One novel example of a recent national programme, which addressed, in the short-term, inequalities in human resources for health, is the Brazilian Mais Médicos Programme (More Doctors Programme, MDP hereafter). The MDP was instituted by Law No. 12871, in 2013, and its primary objectives were to reduce the shortage of doctors in deprived regions of the Brazilian Unified Health System (Sistema Único de Saúde, SUS).8 The MDP encompassed three strategic strands: emergency provision of physicians to primary care teams, reorientation of medical training providing more undergraduate medical school places, and improvements in the infrastructure of primary care facilities.9 Part of the emergency supply effort of physicians was supported by the cooperation among the Cuba Ministry of Health, the Pan-American Health Organisation/WHO (PAHO/WHO) and the Brazilian Ministry of Health. This agreement was responsible for the deployment of Cuban doctors in underserved areas in Brazil.9–11

The Ministry of Health defined the profile municipalities eligible to enrol in the MDP, by taking into account the percentage of population living in extreme poverty, the gross domestic product (GDP) per capita, social vulnerability, and locations categorised as Special Indigenous Sanitary Districts (DSEIs). Municipalities that fitted these criteria were able to express interest in the participation to the MDP and adhere to it. The MDP was responsible for guaranteeing primary care access to 63 million people in more than 4000 municipalities, achieving a provision volume of 17 625 physicians in 2 years of programme.9 In October 2018, Cuban doctors were filling at least 8539 positions that became vacant the month after (figure 1). After the Ministry of Health gave a withdrawal notice of the Cuban doctors from the MDP in December of 2018, it published several calls aiming to recruit Brazilian physicians to replace the Cuban vacant positions. However, these calls were not successful as the number of places not filled kept increasing in 2019, leaving 1961 vacant positions as of April 2019 (figure 1).

Figure 1

Vacant positions in More Doctors Programme (MDP) (November 2018–April 2019). The figure shows the vacant positions in MDP, after the Brazilian Ministry of Health gave a withdrawal notice on 14th of November 2018. Data source: CNES: http://cnes.datasus.gov.br/

Several evaluative studies investigated the effectiveness of the MDP.9 12–15 Descriptive research12 14 15 showed that the MDP guaranteed access to and decreased health inequalities in the first years of the programme, by reducing physicians’ shortage and increasing access to primary care, especially in those municipalities who met the priority criteria.13 Lima et al 13 conducted a cross-sectional study, comparing physicians included or not in MDP in 2014, and showed that the programme increased medical appointments and referrals and community education activities.9 Santos et al 9 used a quasi-experimental, before-and-after evaluation of the MDP in remote and deprived populations, to show higher physician density and primary care coverage and decreased avoidable hospitalisations in enrolled municipalities after the start of the programme. A bibliometric study,16 analysing data from 81 manuscripts, also confirmed that 62% of the articles on MDP emphasise the positive results achieved.
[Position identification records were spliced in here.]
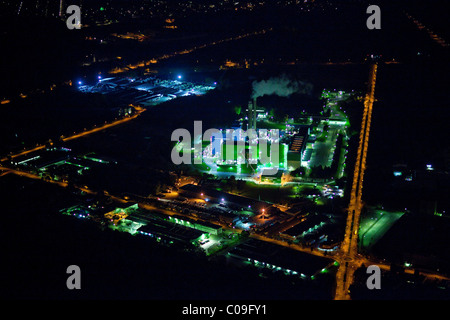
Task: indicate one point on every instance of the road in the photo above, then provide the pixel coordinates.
(349, 246)
(79, 135)
(348, 257)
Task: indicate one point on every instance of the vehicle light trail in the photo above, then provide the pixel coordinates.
(349, 245)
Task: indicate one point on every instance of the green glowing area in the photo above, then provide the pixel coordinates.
(374, 225)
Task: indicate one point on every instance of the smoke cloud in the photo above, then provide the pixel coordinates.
(281, 86)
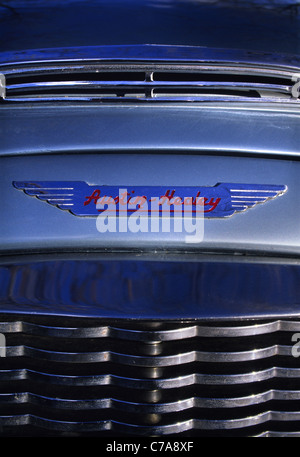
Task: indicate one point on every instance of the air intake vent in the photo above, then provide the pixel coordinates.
(147, 83)
(78, 376)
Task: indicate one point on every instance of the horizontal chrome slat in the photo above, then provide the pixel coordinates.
(184, 332)
(29, 69)
(150, 384)
(146, 408)
(157, 98)
(170, 360)
(53, 85)
(178, 427)
(163, 82)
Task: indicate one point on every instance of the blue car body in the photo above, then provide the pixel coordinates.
(140, 332)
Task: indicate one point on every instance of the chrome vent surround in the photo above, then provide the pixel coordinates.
(146, 82)
(85, 377)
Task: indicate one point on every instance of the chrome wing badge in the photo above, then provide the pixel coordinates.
(81, 199)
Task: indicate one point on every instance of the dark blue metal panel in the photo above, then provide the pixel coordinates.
(150, 289)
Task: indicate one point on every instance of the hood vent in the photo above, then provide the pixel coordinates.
(148, 83)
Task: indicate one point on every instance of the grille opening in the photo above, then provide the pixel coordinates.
(138, 395)
(150, 82)
(220, 76)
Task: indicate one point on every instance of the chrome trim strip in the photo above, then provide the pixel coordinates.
(145, 84)
(150, 384)
(37, 421)
(126, 359)
(158, 408)
(181, 333)
(188, 98)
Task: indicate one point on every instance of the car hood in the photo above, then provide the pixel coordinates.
(77, 23)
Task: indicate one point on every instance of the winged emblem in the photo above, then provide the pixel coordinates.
(82, 199)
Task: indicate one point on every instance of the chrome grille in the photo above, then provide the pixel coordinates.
(66, 376)
(141, 82)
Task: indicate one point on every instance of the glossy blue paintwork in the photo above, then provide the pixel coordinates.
(136, 288)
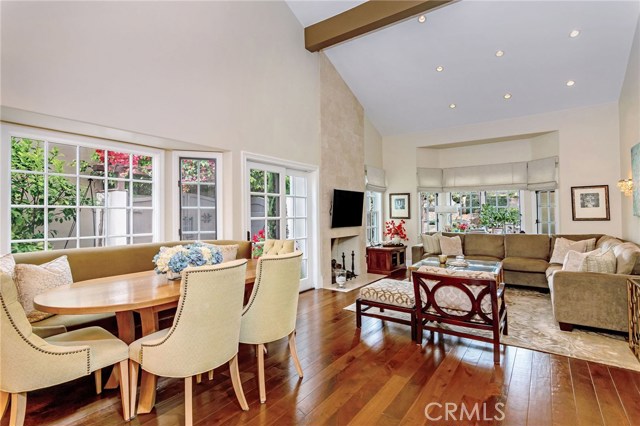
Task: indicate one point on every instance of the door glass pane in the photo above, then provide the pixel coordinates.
(256, 180)
(257, 206)
(273, 182)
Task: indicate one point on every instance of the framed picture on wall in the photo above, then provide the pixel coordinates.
(399, 207)
(590, 202)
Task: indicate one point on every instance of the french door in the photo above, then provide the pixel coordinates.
(279, 207)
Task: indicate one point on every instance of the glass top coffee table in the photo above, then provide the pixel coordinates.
(472, 265)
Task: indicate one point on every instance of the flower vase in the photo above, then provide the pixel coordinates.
(173, 275)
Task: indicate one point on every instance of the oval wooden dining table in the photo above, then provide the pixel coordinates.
(146, 293)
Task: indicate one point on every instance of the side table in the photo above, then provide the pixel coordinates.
(386, 259)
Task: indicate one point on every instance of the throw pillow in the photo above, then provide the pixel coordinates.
(31, 280)
(563, 245)
(229, 252)
(451, 246)
(604, 262)
(8, 265)
(431, 244)
(626, 257)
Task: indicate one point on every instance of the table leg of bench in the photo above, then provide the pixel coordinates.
(149, 320)
(126, 333)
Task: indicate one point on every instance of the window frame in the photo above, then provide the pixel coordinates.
(377, 208)
(9, 131)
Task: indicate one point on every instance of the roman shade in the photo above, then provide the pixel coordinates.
(490, 176)
(429, 180)
(542, 174)
(375, 179)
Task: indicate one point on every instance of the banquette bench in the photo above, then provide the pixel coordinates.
(99, 262)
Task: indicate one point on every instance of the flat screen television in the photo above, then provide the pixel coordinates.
(346, 208)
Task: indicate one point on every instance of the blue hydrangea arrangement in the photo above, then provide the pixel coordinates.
(175, 259)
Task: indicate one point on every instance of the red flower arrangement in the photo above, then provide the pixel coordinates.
(393, 230)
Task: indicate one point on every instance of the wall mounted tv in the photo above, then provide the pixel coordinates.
(346, 208)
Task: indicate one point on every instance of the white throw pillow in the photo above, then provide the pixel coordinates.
(32, 280)
(603, 262)
(431, 244)
(229, 252)
(451, 246)
(563, 245)
(8, 265)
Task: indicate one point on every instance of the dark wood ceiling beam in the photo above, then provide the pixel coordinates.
(367, 17)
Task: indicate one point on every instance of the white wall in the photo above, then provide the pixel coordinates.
(629, 104)
(230, 76)
(589, 154)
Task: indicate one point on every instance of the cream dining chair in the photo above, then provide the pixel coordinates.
(204, 334)
(29, 362)
(271, 311)
(278, 247)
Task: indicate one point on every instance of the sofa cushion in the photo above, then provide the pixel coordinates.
(564, 245)
(527, 246)
(451, 246)
(524, 264)
(484, 245)
(32, 280)
(431, 244)
(626, 257)
(607, 241)
(603, 261)
(483, 258)
(551, 269)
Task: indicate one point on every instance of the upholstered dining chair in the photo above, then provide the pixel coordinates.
(473, 301)
(271, 311)
(278, 247)
(29, 362)
(204, 335)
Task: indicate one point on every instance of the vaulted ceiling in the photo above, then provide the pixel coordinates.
(394, 71)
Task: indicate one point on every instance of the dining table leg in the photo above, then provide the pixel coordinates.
(149, 382)
(126, 333)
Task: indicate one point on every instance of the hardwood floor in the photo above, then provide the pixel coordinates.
(375, 375)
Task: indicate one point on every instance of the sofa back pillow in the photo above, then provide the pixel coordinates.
(32, 280)
(603, 261)
(430, 243)
(626, 256)
(563, 245)
(451, 246)
(527, 245)
(484, 245)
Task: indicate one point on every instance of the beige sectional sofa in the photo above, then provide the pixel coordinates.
(579, 298)
(98, 262)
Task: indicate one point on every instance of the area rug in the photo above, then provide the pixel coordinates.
(531, 326)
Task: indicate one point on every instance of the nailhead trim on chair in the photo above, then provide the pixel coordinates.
(178, 313)
(23, 337)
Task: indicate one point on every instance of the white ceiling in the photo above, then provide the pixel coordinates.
(392, 71)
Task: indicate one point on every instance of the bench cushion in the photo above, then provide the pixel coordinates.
(390, 292)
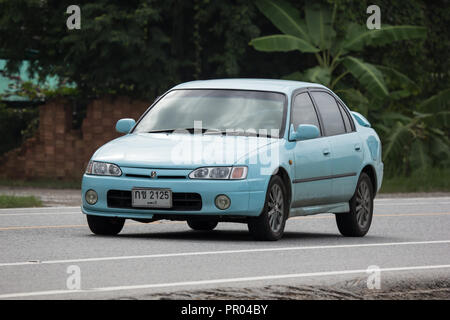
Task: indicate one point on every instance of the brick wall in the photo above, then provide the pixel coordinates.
(57, 150)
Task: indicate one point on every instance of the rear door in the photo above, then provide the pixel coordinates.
(312, 157)
(346, 149)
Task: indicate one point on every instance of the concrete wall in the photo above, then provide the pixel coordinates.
(57, 150)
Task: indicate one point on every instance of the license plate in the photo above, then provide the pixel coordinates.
(151, 198)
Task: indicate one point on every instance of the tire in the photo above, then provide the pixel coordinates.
(356, 223)
(269, 225)
(202, 225)
(105, 226)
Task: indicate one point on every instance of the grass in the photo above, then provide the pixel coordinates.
(431, 180)
(42, 183)
(19, 202)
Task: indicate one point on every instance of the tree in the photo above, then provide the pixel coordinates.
(315, 34)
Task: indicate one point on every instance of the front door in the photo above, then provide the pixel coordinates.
(312, 158)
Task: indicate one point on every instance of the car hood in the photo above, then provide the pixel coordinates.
(181, 151)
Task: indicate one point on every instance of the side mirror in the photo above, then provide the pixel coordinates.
(304, 132)
(125, 125)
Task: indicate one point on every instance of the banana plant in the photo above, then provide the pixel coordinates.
(419, 141)
(334, 53)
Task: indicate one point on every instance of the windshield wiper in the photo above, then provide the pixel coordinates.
(214, 131)
(190, 130)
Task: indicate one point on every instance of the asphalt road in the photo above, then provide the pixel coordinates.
(41, 248)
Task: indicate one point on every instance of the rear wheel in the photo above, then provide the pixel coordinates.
(356, 223)
(270, 224)
(104, 225)
(202, 225)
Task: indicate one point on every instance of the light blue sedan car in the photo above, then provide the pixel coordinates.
(237, 150)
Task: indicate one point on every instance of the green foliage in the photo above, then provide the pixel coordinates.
(415, 137)
(19, 202)
(429, 180)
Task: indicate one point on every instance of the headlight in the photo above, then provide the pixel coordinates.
(103, 169)
(220, 173)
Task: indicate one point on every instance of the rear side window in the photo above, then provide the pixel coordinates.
(331, 116)
(303, 111)
(347, 122)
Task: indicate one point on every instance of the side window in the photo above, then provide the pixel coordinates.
(303, 111)
(347, 121)
(331, 116)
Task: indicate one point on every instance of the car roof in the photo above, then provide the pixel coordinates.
(284, 86)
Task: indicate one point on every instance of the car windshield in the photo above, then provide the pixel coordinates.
(225, 111)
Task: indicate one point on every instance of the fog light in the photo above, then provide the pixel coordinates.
(222, 202)
(91, 197)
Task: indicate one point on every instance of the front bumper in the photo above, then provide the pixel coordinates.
(247, 196)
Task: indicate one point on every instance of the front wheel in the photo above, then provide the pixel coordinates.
(271, 222)
(105, 226)
(356, 223)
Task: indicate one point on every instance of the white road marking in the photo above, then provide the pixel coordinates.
(215, 281)
(413, 199)
(77, 210)
(202, 253)
(411, 203)
(38, 214)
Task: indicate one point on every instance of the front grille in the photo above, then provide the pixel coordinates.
(182, 201)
Yet, there exist few rigorous quantitative evaluations, which attempted to estimate the causal impacts of the MDP on health indicators. Carrillo and Feres17 showed that the programme increased doctor visits and led to greater utilisation of doctors for prenatal care. However, they do not find evidence of gains in infant health, including birth weight, gestation and mortality. The closest study to ours is Fontes et al, 18 which estimated the impact of MDP on all types of hospitalisation for ambulatory care sensitive conditions (ACSH), and found a reduction in admissions.

However, despite these positive findings, the MDP was deeply restructured at the beginning of 2019 due to the termination of the cooperation among the Cuban government and PAHO/WHO. By 12 December 2018, 8568 Cuban doctors withdrew from the MDP, leaving several deprived regions without primary care.19 The Brazilian Ministry of Health was capable of filling 76.84% of the Cuban vacant places by April 2019, by mainly attracting doctors from regular Primary Care teams through better salaries and an installation grant. Nonetheless, the most deprived areas (more than 20% of the population living in extreme poverty) are still those facing the hard challenge to attract the interest of primary care physicians. The current Brazilian government aims at addressing the same challenges of the MDP through a new programme called Médicos pelo Brasil (Doctors for Brazil).20 Its objective remains the internalisation of doctors throughout the country, especially in the most remote and underserved regions, in addition to develop and intensify the training of medical professionals.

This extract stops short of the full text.